I’m an ecologist interested in the mechanisms structuring fungal community dynamics, including host specificity and co-evolution, competition, guild plasticity, trait and genome evolution, and how these concepts intersect with ecological theory. To address these questions I use two key approaches: Reverse Ecology- starting with genomes and working backwards to develop testable hypotheses, and Synthetic Ecology- using constructed communities to tractably manipulate complex consortia. This multidisciplinary strategy leverages comparative-, population- and phylo-genomics, computational bioinformatics, and laboratory experiments employing bioassays and molecular biology.

I’m passionate about increasing diversity in STEM, inclusive pedagogy, science communication, and bringing attention to issues of access and accessibility across university levels.

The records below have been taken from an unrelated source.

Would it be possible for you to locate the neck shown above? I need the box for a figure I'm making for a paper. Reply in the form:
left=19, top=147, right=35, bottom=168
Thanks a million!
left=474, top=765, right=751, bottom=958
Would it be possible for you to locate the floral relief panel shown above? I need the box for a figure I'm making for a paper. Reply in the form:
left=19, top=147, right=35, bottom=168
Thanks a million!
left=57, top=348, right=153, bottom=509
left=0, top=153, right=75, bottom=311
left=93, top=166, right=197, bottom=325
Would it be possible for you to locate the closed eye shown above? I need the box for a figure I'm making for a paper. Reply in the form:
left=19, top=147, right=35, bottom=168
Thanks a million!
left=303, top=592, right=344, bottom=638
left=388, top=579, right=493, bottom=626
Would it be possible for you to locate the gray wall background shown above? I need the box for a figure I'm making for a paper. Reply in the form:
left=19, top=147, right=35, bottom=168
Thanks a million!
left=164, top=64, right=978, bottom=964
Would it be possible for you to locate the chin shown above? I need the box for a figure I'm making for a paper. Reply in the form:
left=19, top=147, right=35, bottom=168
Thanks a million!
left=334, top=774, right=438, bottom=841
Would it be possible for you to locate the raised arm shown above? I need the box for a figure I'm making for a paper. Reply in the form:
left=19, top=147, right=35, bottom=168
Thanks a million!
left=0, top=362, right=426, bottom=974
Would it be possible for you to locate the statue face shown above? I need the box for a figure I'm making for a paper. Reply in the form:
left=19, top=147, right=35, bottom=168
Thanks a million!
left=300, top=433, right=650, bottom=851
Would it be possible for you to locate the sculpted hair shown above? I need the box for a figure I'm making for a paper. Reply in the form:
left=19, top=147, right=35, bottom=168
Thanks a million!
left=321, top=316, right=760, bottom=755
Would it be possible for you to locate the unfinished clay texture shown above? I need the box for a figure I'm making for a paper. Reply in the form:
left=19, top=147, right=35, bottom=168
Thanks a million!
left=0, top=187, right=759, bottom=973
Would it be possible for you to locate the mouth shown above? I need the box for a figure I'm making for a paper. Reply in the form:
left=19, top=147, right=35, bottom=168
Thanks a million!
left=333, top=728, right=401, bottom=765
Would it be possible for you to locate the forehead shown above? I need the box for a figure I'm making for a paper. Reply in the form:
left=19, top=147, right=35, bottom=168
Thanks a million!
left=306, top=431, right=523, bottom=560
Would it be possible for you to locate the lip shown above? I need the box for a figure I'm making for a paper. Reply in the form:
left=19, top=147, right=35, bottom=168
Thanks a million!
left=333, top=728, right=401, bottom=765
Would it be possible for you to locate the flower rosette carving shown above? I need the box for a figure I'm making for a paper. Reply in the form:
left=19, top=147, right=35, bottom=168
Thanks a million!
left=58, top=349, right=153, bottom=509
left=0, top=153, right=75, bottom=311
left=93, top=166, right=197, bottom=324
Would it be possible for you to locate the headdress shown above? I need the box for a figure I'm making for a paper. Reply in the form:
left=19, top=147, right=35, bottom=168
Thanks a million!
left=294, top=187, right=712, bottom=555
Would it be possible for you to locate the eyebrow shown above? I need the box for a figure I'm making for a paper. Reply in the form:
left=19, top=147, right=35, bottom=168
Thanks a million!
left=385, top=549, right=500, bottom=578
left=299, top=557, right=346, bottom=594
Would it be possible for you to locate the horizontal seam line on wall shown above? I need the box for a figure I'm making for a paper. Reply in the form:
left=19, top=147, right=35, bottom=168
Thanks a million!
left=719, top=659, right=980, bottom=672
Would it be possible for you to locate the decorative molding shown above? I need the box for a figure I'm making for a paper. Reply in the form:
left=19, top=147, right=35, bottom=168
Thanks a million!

I use she/her pronouns.

I am currently a Tri-I MMPTP (NIH T-32) postdoctoral fellow in the Vilgalys Lab at Duke University. Prior to arriving at Duke, I completed a Ph.D. at the University of Minnesota (2019) in the Kennedy Lab of Fungal Ecology, and then a two-year postdoc in fungal population genetics and evolutionary genomics in the Stajich Lab at the University of California Riverside. When I’m not at the lab I make scientific illustrations, ride bikes, garden, collect bad 90’s punk music, and (of course), hunt for mushrooms.